De CPMP beperkt het gebruik van cisapride (Prepulsid®) fors

Er is al enkele malen in het GEBU en op de website van het CBG aandacht gegeven aan de risico's van een behandeling met cisapride en hoe deze te verminderen.¹ Cisapride is een prokineticum dat gebruikt wordt bij motiliteitstoornissen van maag en darm. Uit klinische studies, spontane meldingen van bijwerkingen en epidemiologische studies is duidelijk geworden dat het gebruik van cisapride gepaard kan gaan met QT verlenging met daardoor veroorzaakte ernstige ritmestoornissen en acute hartdood. Tot juni 2000 werden wereldwijd in totaal 386 spontane meldingen gerapporteerd van ernstige ventriculaire aritmie. In 125 gevallen was de afloop fataal. Plotse hartdood werd in 50 gevallen aan registratie autoriteiten gemeld. De QT verlenging is dosisafhankelijk. Het risico van deze cardiotoxiciteit wordt bovendien nog verhoogd door gelijktijdig gebruik van geneesmiddelen die een interactie met cisapride vertonen en bij toediening aan patiënten met bekende cardiale risico factoren. Deze bijwerkingen waren voor de CPMP aanleiding om opnieuw werkzaamheid en het risico van bijwerkingen te beoordelen. Recent zijn na een langdurige evaluatie van alle beschikbare gegevens en met name van gecontroleerde studies over werkzaamheid en potentiële risico's de volgende conclusies getrokken:²
Wat betreft de werkzaamheid bij volwassenen kan worden gesteld dat de effectiviteit bij onder andere gastro-oesofageale reflux of dyspepsie eigenlijk onvoldoende aannemelijk is gemaakt. Alleen wat betreft gastroparese kan worden gesteld dat cisapride een plaats heeft bij acute en ernstige exacerbaties van bewezen chronische idiopatische of diabetische gastroparese, die onvoldoende reageren op andere behandelingen.
Wat betreft het gebruik bij kinderen is de conclusie dat cisapride effectief kan zijn als behandeling van bewezen pathologische gastro-oesofageale reflux (GOR) die onvoldoende reageert op andere behandelingen bij pasgeborenen, zuigelingen en kinderen tot 36 maanden. Deze indicatie was tot nu toe in Nederland niet officieel geaccepteerd.
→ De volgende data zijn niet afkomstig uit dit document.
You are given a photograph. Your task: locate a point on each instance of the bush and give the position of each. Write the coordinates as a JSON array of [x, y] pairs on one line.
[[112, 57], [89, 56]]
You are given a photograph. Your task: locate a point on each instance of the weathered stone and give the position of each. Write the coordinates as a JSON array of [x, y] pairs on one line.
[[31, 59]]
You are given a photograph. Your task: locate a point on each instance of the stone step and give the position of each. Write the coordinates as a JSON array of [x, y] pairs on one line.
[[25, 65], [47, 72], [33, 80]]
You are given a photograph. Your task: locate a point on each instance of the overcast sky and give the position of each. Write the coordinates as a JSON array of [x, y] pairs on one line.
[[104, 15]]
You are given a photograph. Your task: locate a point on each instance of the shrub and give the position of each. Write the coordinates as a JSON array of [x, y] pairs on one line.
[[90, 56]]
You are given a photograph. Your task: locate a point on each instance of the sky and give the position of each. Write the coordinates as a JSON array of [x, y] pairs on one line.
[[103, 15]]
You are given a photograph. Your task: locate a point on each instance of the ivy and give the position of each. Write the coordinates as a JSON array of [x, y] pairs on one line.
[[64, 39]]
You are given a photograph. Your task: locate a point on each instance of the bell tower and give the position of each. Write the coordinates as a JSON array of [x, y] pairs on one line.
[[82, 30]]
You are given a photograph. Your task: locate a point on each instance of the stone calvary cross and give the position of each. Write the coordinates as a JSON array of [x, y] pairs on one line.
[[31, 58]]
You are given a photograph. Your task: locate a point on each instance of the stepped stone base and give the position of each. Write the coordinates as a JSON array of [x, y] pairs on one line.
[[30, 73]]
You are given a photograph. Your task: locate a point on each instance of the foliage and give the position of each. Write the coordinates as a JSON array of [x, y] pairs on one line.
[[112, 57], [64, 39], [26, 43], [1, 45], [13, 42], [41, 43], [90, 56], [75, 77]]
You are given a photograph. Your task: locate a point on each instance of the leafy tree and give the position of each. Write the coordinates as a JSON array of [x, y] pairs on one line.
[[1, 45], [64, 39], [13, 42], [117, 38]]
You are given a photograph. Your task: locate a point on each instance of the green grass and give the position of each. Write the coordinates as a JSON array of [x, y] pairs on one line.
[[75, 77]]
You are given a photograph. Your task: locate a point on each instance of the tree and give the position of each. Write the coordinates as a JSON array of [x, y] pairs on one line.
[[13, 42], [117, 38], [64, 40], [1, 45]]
De CPMP meent dat voor de twee bovenstaande beperkte indicaties de balans werkzaamheid / veiligheid onder bepaalde voorwaarden gunstig is. De product informatie is inmiddels fors aangepast met name wat betreft het risico van cardiotoxiciteit.³ Er wordt een opsomming gegeven van een aantal situaties waarin cisapride niet mag worden toegepast. Tevens moet de behandeling klinisch worden begonnen en voortzetting moet plaatsvinden onder controle van een specialist met ervaring in bovenstaande aandoeningen. Dat betekent dat patiënten die nu nog met cisapride worden behandeld eventueel specialistisch moeten worden herbeoordeeld of hij / zij nog gebaat is met voortzetting van de therapie. Indien behandeling met cisapride noodzakelijk blijkt te zijn, zullen aanvullende onderzoeken (bloed en ECG) moeten worden uitgevoerd om onder andere cardiale risicofactoren op te sporen.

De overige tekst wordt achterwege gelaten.